Selain paparannya di atas Imam Nawawi juga memberikan penjelasan yang lain seperti tertera di bawah ini;
وَيُـسْـتَحَبُّ لِلزَّائِرِ اَنْ يُسَلِّمَ عَلىَ اْلمَقَابِرِ وَيَدْعُوْ لِمَنْ يَزُوْرُهُ وَلِجَمِيْعِ اَهْلِ اْلمَقْبَرَةِ. وَاْلاَفْضَلُ اَنْ يَكُوْنَ اَلسَّلاَمُ وَالدُّعَاءُ بِمَا ثَبـَتَ مِنَ اْلحَدِيْثِ وَيُسْـتَـحَبُّ اَنْ يَقْرَأَ مِنَ اْلقُرْأَنِ مَا تَيَسَّرَ وَيَدْعُوْ لَهُمْ عَقِبَهَا وَنَصَّ عَلَيْهِ اَلشَّاِفعِىُّ وَاتَّفَقَ عَلَيْهِ اْلاَصْحَابُ. (المجموع جز 5 ص 258)

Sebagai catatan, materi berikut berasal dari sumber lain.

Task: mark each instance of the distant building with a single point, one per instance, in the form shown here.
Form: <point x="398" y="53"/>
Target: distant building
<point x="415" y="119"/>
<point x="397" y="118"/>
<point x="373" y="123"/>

“Dan disunahkan bagi peziarah kubur untuk memberikan salam atas (penghuni) kubur dan mendo’akan kepada mayit yang diziarahi dan kepada semua penghuni kubur, salam dan do’a itu akan lebih sempurna dan lebih utama jika menggunakan apa yang sudah dituntunkan atau diajarkan dari Nabi Muhammad saw., dan disunahkan pula membaca al-Qur’an semampunya dan diakhiri dengan berdo’a untuknya, keterangan ini dinash oleh Imam Syafi’i (dalam kitab al-Um) dan telah disepakati oleh pengikut-pengikutnya”.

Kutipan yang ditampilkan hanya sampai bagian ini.